The Executive Director of Community Empowerment for Progress Organization (CEPO), Edmund Yakani, said the regular auditing of state government would prevent mismanagement of public funds especially the Personal Income Tax (PIT) collected at the state level.
Mr Yakani, who claimed to have visited eight of the 10 states and one administrative area, alleged that despite traces of revenue collection, there was no tangible impact in terms of service delivery to the citizens in those states.
“Most of the state governments are now administering the personal income tax, and besides they have the responsibility of administering other state revenues,’’ he stated.
“So the majority of the governors are controlling the public revenue at the state level, and that has made service delivery through state-generated revenue level very, very low.”
“My appeal is that there is a need for the top leadership of the country to ensure that this does not give the state government officials to run away with the generated public revenues,” Yakani said.
Yakani called on the presidency to commission the national audit chamber to audit state governments and ascertain how the collection of revenue and spending is being managed in all the 10 states and three administrative areas.
He added, “There are visible sources of revenues being collected but those revenues are not translated into services delivery and even there is lack of transparency around the management of the state-based collected revenues.”
In November 2021, during the governors’ forum in Juba, states were granted the collection of the PIT from employees of private sectors including non-governmental organisations following a thorough debate over the matter.
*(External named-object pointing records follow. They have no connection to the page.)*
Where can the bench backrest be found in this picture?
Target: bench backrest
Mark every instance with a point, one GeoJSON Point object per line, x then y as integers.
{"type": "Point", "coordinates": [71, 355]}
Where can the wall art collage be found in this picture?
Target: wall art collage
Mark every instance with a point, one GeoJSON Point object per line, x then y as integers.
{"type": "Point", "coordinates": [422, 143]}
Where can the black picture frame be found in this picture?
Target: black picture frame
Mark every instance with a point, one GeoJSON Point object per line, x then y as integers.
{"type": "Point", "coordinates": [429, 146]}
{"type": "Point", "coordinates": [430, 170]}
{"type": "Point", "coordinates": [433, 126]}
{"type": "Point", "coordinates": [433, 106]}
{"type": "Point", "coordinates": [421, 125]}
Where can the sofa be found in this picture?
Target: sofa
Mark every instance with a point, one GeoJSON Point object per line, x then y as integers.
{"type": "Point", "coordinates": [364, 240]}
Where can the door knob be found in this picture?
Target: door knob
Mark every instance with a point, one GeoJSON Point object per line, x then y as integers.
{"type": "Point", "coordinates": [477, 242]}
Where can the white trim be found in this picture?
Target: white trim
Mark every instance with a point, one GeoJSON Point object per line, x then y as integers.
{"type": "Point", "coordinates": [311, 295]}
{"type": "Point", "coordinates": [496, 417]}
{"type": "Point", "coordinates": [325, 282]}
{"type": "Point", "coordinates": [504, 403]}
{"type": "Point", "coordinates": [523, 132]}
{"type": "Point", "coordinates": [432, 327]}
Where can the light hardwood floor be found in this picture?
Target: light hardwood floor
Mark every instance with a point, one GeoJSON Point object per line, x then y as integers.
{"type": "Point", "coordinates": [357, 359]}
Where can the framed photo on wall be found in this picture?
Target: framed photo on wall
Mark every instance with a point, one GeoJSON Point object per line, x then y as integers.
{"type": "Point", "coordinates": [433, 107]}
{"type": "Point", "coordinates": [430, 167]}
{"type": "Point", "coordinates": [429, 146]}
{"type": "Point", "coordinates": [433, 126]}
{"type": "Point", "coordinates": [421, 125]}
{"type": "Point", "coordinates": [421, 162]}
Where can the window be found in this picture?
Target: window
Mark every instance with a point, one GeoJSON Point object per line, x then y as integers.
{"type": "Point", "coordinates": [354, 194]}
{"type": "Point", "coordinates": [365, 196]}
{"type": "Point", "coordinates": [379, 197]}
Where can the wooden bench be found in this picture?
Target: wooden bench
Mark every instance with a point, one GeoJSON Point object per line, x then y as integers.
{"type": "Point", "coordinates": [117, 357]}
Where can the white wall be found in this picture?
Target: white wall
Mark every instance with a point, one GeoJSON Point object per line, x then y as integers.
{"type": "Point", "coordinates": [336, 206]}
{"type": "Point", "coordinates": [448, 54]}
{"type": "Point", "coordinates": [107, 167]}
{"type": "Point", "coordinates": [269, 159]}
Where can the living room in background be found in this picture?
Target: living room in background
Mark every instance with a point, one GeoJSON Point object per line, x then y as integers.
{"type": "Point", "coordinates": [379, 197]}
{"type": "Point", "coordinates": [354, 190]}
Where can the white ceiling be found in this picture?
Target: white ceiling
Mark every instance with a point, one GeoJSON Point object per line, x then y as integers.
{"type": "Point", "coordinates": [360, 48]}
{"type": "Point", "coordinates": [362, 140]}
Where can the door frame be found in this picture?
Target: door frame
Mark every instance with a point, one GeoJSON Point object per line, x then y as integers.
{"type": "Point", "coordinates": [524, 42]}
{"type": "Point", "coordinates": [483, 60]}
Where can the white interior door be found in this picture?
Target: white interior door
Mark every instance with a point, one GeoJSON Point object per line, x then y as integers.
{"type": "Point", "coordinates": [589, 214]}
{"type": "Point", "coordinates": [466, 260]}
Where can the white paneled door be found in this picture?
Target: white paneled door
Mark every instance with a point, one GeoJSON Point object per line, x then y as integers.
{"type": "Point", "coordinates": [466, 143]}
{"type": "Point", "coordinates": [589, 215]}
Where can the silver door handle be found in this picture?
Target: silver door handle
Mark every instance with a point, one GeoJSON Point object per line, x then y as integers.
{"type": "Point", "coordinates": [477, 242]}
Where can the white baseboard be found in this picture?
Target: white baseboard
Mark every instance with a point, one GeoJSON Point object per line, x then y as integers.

The consensus reached between the national and state governments was to allow the latter to avoid total dependency on the previous for funding some of the states’ developmental projects in line with the financial management reforms provided for by the revitalized peace agreement.
Since the inception of the coalition government in February 2020, financial management reform has been on top of government priorities. President Salva Kiir has been serious about the matter. In November, he ordered the Minister of Finance and Planning Agak Achuil to ensure corruption was avoided in public funds management.
Agak subsequently warned revenue collecting agencies saying: “The national revenue authority was created to collect the taxes. It is not a spending agency.
“All the money should be collected and I will be the one to release it. Do not take the money from the collection account.”